Learning to Reflect: Hierarchical Multi-Agent Reinforcement Learning for CSI-Free mmWave Beam-Focusing

Reconfigurable Intelligent Surfaces promise to transform wireless environments, yet practical deployment is hindered by the prohibitive overhead of Channel State Information (CSI) estimation and the dimensionality explosion inherent in centralized optimization. This paper proposes a Hierarchical Multi-Agent Reinforcement Learning (HMARL) framework for the control of mechanically reconfigurable reflective surfaces in millimeter-wave (mmWave) systems. We introduce a "CSI-free" paradigm that substitutes pilot-based channel estimation with readily available user localization data. To manage the massive combinatorial action space, the proposed architecture utilizes Multi-Agent Proximal Policy Optimization (MAPPO) under a Centralized Training with Decentralized Execution (CTDE) paradigm. The proposed architecture decomposes the control problem into two abstraction levels: a high-level controller for user-to-reflector allocation and decentralized low-level controllers for low-level focal point optimization. Comprehensive ray-tracing evaluations demonstrate that the framework achieves 2.81-7.94 dB RSSI improvements over centralized baselines, with the performance advantage widening as system complexity increases. Scalability analysis reveals that the system maintains sustained efficiency, exhibiting minimal per-user performance degradation and stable total power utilization even when user density doubles. Furthermore, robustness validation confirms the framework's viability across varying reflector aperture sizes (45-99 tiles) and demonstrates graceful performance degradation under localization errors up to 0.5 m. By eliminating CSI overhead while maintaining high-fidelity beam-focusing, this work establishes HMARL as a practical solution for intelligent mmWave environments.
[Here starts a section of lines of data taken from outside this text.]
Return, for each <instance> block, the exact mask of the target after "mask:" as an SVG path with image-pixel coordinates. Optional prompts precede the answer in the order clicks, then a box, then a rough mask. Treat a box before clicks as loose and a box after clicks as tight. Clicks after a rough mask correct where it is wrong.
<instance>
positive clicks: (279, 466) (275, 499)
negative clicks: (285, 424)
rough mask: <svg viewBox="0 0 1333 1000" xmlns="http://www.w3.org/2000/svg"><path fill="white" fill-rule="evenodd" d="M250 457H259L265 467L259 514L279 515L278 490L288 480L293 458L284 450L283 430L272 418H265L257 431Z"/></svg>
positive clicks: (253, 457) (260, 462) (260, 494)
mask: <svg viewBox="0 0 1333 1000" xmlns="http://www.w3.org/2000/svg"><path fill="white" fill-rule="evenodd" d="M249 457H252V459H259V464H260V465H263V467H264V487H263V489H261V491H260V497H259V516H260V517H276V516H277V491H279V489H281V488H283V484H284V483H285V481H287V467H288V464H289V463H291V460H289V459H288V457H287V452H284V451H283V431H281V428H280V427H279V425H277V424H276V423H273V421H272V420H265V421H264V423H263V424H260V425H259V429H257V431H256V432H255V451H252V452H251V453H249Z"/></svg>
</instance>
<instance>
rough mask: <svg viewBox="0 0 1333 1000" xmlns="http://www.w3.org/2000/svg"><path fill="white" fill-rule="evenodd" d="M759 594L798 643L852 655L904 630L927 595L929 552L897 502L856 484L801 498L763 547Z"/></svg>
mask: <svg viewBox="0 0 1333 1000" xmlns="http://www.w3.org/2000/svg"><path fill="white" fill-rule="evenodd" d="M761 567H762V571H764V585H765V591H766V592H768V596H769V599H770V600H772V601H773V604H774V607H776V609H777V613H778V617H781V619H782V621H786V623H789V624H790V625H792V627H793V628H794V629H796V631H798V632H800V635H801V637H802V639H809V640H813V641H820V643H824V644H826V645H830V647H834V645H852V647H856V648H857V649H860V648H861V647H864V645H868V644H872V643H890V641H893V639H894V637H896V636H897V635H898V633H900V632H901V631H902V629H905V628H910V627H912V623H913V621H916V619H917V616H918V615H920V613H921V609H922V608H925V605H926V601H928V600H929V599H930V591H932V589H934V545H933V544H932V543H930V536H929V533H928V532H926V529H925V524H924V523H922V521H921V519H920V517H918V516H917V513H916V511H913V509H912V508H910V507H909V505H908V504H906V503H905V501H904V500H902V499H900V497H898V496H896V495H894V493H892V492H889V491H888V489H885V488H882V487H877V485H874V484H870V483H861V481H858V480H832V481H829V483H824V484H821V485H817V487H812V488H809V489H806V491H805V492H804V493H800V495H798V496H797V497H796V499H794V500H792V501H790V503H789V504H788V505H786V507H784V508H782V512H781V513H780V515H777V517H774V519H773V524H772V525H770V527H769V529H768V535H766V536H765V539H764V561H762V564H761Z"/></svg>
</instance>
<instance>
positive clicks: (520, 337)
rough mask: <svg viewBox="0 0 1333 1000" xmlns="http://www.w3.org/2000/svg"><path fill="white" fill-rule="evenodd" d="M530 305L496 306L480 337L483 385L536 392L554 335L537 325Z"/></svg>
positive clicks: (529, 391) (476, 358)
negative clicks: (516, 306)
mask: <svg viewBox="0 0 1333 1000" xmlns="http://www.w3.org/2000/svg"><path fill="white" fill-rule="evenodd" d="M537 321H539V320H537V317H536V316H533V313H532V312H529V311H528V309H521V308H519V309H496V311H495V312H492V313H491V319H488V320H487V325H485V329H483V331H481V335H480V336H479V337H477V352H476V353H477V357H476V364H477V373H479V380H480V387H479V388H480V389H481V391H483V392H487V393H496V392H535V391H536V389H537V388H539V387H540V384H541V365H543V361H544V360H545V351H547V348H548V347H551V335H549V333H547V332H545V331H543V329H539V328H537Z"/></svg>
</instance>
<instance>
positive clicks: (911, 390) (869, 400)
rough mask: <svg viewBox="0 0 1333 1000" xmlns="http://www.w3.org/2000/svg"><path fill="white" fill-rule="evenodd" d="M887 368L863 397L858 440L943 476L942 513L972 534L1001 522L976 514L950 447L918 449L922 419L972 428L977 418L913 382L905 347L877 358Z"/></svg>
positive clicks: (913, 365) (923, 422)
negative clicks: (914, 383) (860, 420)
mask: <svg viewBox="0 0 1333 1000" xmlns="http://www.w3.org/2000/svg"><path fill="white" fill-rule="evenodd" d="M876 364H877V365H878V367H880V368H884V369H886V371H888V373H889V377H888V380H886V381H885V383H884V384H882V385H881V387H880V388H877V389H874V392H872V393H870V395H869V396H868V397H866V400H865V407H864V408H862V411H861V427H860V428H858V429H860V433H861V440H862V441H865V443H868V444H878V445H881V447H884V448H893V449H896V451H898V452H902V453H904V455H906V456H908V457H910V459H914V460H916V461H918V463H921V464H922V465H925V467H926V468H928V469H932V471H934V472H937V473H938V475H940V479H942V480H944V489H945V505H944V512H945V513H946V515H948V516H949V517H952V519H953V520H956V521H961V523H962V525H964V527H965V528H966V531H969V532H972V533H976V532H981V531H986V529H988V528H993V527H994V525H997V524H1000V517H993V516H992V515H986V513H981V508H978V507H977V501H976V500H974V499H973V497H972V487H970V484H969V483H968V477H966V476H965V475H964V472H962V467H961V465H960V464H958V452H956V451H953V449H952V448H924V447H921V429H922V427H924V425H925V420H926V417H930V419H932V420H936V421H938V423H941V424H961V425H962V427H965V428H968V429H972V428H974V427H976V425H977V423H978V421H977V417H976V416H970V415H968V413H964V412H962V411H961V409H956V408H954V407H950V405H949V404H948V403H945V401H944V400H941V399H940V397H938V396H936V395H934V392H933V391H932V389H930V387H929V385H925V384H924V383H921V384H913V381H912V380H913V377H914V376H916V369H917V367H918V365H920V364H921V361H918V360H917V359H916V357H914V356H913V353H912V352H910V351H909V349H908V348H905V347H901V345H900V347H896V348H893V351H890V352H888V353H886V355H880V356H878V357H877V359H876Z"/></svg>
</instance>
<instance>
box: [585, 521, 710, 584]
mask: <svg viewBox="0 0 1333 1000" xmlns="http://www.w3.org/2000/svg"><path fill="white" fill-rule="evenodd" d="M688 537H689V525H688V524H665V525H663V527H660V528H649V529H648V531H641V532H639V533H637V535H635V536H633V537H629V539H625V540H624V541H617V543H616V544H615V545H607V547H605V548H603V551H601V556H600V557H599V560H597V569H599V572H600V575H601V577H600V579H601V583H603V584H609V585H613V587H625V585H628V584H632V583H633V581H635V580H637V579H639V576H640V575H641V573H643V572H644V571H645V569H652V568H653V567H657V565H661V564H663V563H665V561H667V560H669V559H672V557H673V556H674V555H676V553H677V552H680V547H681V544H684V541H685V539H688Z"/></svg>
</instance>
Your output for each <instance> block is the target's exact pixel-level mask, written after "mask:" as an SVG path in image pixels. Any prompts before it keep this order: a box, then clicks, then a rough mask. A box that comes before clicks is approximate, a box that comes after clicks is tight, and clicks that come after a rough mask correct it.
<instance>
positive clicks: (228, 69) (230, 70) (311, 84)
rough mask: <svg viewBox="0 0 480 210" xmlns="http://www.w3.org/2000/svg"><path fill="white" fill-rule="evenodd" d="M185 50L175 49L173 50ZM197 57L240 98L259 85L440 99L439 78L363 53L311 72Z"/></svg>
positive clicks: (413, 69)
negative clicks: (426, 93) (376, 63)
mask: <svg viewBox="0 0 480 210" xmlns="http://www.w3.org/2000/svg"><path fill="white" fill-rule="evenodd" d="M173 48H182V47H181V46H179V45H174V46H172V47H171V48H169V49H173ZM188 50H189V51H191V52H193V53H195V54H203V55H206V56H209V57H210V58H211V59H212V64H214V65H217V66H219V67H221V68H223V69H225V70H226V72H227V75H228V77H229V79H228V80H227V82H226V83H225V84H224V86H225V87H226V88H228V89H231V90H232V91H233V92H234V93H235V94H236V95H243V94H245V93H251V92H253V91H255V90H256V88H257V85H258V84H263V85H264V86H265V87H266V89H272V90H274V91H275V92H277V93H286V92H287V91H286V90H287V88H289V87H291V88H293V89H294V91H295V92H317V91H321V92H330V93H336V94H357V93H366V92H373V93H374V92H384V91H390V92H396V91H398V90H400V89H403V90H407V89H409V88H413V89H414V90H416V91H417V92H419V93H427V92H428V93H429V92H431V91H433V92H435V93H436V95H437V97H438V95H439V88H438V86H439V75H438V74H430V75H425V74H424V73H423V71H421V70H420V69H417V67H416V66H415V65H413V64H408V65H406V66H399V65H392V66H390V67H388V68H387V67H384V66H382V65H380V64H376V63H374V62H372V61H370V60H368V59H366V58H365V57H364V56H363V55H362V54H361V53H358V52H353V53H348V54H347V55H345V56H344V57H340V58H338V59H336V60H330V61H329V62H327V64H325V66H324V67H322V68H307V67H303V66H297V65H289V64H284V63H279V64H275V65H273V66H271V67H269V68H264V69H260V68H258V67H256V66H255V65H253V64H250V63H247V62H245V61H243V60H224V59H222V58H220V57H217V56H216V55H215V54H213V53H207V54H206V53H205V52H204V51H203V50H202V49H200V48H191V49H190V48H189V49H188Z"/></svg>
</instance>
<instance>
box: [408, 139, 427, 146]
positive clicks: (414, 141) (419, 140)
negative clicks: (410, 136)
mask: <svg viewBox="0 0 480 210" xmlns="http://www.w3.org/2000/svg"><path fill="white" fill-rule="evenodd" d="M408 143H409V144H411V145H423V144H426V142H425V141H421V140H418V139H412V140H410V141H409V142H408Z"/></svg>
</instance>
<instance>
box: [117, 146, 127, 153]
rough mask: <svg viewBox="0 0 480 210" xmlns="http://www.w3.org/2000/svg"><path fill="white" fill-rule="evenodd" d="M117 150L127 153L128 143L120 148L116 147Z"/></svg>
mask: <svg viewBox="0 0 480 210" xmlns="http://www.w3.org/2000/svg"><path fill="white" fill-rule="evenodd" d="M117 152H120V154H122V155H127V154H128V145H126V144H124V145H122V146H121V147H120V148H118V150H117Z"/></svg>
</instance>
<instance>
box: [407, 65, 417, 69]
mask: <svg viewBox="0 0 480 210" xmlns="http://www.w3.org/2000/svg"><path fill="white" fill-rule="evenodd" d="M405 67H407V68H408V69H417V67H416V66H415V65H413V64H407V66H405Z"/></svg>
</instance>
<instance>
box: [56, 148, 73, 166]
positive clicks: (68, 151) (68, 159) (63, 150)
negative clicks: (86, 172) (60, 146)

翻译：可重构智能表面有望变革无线通信环境，但其实际部署受到信道状态信息估计的过高开销以及集中式优化固有的维度爆炸问题的阻碍。本文提出一种分层多智能体强化学习框架，用于控制毫米波系统中的机械可重构反射表面。我们引入一种“免CSI”范式，用易于获取的用户定位数据替代基于导频的信道估计。为管理巨大的组合动作空间，所提架构在集中训练分散执行范式下采用多智能体近端策略优化算法。该架构将控制问题分解为两个抽象层级：用于用户-反射器分配的高层控制器，以及用于低层焦点优化的分散式低层控制器。全面的射线追踪评估表明，该框架相比集中式基线实现了2.81-7.94 dB的接收信号强度指示提升，且随着系统复杂度增加，性能优势持续扩大。可扩展性分析表明系统能保持持续效率，在用户密度翻倍时仍呈现极低的单用户性能衰减和稳定的总功率利用率。鲁棒性验证进一步证实了框架在不同反射面孔径尺寸（45-99个单元）下的可行性，并在高达0.5米的定位误差下表现出平缓的性能衰减。通过消除CSI开销同时保持高精度波束聚焦，本工作确立了HMARL作为智能毫米波环境实用解决方案的地位。